Bei "player.vertikalSpeed" bekommt der "player" den Wert von "vertikalSpeed" übergeben, dieser ist 40. Danach ziehst du "vertikalGravity * deltaTime" von "player.vertikalSpeed" ab mit "-=".

"player.vertikalSpeed" ist vermutlich die Geschwindigkeit, mit der der player nach oben springt.
Das heißt der player wander 40 Pixel hoch.

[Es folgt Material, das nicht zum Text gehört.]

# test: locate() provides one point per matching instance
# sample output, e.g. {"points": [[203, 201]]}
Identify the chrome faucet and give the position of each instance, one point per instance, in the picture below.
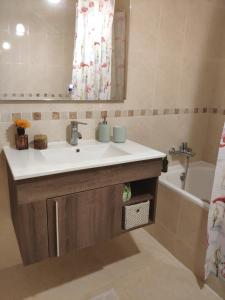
{"points": [[184, 149], [188, 153], [75, 134]]}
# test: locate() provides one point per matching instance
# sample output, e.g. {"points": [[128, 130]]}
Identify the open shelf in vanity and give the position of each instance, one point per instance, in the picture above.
{"points": [[142, 202]]}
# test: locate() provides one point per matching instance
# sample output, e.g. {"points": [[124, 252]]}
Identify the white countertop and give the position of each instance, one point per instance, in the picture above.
{"points": [[60, 157]]}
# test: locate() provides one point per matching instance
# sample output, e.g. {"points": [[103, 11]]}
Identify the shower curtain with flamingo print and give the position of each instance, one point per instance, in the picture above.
{"points": [[215, 258], [92, 65]]}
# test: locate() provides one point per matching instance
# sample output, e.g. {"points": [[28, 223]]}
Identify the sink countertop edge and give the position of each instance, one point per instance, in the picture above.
{"points": [[34, 172]]}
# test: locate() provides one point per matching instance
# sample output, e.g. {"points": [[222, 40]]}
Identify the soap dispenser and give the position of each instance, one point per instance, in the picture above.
{"points": [[104, 131]]}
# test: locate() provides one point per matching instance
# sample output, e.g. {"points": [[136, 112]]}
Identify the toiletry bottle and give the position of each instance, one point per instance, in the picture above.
{"points": [[104, 131]]}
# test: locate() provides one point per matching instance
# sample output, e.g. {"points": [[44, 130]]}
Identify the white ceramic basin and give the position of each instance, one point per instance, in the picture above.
{"points": [[60, 157], [81, 153]]}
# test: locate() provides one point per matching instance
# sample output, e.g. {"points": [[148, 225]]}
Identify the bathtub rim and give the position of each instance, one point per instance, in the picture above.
{"points": [[188, 196]]}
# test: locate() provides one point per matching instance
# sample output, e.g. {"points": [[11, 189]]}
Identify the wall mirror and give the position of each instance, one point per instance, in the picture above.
{"points": [[63, 50]]}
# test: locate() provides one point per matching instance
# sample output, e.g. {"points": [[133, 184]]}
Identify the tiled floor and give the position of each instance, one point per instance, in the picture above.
{"points": [[134, 264]]}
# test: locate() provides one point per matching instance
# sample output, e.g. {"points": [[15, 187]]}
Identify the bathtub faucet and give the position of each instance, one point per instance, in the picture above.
{"points": [[184, 149]]}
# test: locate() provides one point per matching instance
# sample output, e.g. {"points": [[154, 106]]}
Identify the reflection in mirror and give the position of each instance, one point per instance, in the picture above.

Hier weiß ich nicht mehr weiter: "vertikalGravity * deltaTime"??
"vertikalGravity" ist doch immer 1, was ergibt das für einen Sinn?
Wenn "deltaTime" z.B. 10 ist und ich es mal 1 rechne ändert sich ja nichts.
Wozu dann "vertikalGravity"?

Und welchen Wert hat "deltaTime"?

MfG


----------



## dayaftereh (4. Mai 2016)

Hey,

meine Idee ist. Der Spieler hat seine X,Y Position und seinen Vertikale Geschwindigkeit. Da Geschwindigkeit Strecke / Zeit ist, würde in deinem Fall folgendes sein Pixel / Sekunde. Das heißt die VertikalGravity hat 1 Pixeln pro Sekunde. Wenn der Spieler springt dann hat er am Anfang 40 Pixel pro Sekunde. Da aber pro Sekunde die Gravity wirk. Hat er nach 3 Sekunde nur noch 37 Pixel pro Sekunde nach oben.

Natürlich sind die Werte hier doof gewählt. Ihrgend wann bewegt der Spieler sich nicht mehr nach oben bzw die vertikale Geschwindigkeit des Spielers ist -1 Pixel pro Sekunde und so weiter. Damit fällt der Spieler wieder zu Boden.

Sagen wir mal deine Methode Update wird alle 33,3 ms aufgerufen, aber deine Geschwindigkeit ist pro Sekunde also müssen wir umrechnen.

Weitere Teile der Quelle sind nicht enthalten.